“Keşke insanlar da yunuslar kadar iyi olsaydı.” (1)
Geçimini denizden sağlayan ana/ataları mübadil bir balıkçı, rutin avlanmayı sürdürürken deniz canlılar ile insanlarla bile kuramadığı bir bağlantı, bir iletişim kurar ve bu iletişim tek-yönlü olmayacaktır. Aynı denizin iki canlısı avlayan ve avlanan karşılıklı duruşurlar, ikisinin de yek-diğerine saygı ve ilgileri var. Avcı sadece günlük gereksinimi kadar avlanır; bunu yapmak zorunda olduğunun bilincindedir. “Ne kadar tüketirsen o kadar yaşamış olursun” şeklinde formüle edilen tüketim toplumu insan modelinden çok uzaktadır.

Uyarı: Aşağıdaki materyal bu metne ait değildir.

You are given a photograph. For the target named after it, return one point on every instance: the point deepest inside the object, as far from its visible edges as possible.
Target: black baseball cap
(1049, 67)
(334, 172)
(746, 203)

Avlanan da bunun farkındadır. Karşılıklı olarak birbirlerini izler, gözetir, nerede ve ne zaman olacaklarını bilirler. Karşılıklı bir dengedir yaşadıkları ve ayrıca yek-diğerine verdikleri bir değerdir de… Engin denizlerde sadece avlanan canlılar yaşamamaktadır; birçok canlı türüne deniz ev sahipliği yapar. Yunus balıkları bunlar içinde en özel olanlardır.
Bu ev sakin olduğu kadar hırçın ve dalgalı bir evdir. Sakinliği ve hırçınlığı ev sahipliği yaptığı canlılara hiçbir zarar vermez; tüm hıncı kendini kirletmek isteyenlere karşıdır. Gün olur fırtınalar koparır, hırçın ve azgın dalgalarıyla üstünde ne varsa savurur, ala-bora eder, dinginleşene dek her şeyi yutmuş olur.

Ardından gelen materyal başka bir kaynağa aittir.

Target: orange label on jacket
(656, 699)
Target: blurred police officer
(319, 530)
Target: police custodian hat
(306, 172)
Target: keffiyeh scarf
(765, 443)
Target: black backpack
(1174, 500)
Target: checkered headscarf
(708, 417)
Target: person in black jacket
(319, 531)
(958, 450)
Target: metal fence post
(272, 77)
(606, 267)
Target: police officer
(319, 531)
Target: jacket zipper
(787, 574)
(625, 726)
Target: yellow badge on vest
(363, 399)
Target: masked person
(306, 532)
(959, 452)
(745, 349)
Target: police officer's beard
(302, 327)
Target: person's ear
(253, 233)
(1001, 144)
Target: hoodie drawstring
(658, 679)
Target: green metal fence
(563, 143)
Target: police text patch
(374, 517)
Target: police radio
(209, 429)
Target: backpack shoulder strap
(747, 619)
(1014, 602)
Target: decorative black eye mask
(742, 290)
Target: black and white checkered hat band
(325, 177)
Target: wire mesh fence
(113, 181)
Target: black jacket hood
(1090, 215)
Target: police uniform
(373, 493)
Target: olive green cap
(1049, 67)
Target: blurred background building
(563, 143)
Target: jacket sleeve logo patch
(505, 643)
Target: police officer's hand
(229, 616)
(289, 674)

İnsanlar kendi coğrafyalarında, ana-yurtlarında kendi aralarında barışık yaşarlarken emperyal güçlerin kavgalarının tam ortasında bulurlar kendilerini; coğrafyaları yaşanılacak yer olmaktan çıktığında ise “göç yolları” kapılarını çalmış demektir. Tüm varlıklarını geride bırakıp, bir soluk alabilmek ve çocuklarını yarınlara taşıyabilmek adına “göç yolları”nı mülteci denilen insanların ayak sesleri ile inletmeye başlarlar.

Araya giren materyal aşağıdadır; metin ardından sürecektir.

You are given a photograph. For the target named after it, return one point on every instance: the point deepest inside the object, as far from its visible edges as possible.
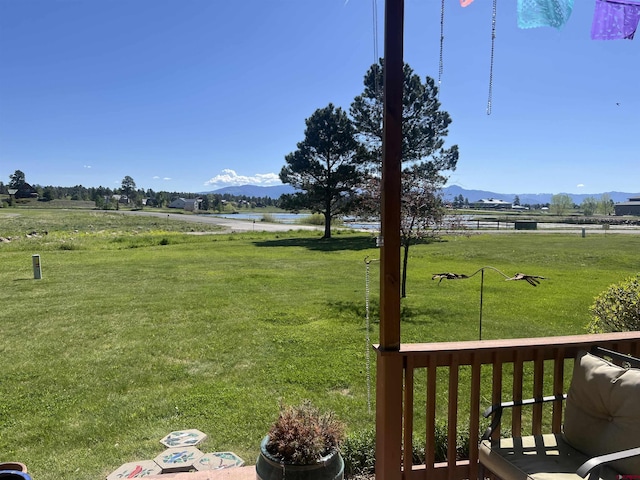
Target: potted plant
(303, 444)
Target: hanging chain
(493, 44)
(375, 32)
(368, 339)
(441, 63)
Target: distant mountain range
(449, 194)
(529, 198)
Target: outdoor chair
(601, 430)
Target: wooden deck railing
(471, 376)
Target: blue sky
(194, 95)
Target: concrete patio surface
(235, 473)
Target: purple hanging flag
(615, 19)
(543, 13)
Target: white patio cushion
(535, 457)
(602, 413)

Hayatı yaşanılmaz kılanların bir de sözüm ona çözüm üreten postuna bürünmeleri ise tam bir ironi olsa gerek. Hırçın denizin yaşla kuruyu, iyi ile kötüyü, suçlu ile masumu ayırt etmesi elbette beklenemez; güvenliği hiç olmayan botlara çok sayıda masum insanın yüklendiğinden habersizce dalgalarını büyütür, bir ana henüz doğurduğu bebeğini küçük bir bota bağlayarak denize teslim eder. “Baba yunus…” (2) karanlık gecede tüm olanları izlemektedir ve masum bebeği denizin ortasından uzaklaştırarak yer ve zamanını bildiği, kendince ayrı bir yere koyduğu “balıkçı” avcıya teslim eder. Göçmen teknesi ala-bora olmuş, içindekilerden bir can, henüz yeni doğmuş bir can anasının son hamlesi, yunus balığının müdahalesi ve bir “balıkçı”nın çabasıyla kurtarılmış iken bunun üzerinden dedikodu yapanlar, çekiştirenler, hesap sorarcasına sorgulayanlar ve kaynayan kazan… “… uyurken kimseden zarar gelmezdi ama uyanıkken insanların şeytandan bir farkı yoktu. Nedense herkes birbirinin açığını arardı, hep tanıdıkları insanları konuşurlardı…” (3)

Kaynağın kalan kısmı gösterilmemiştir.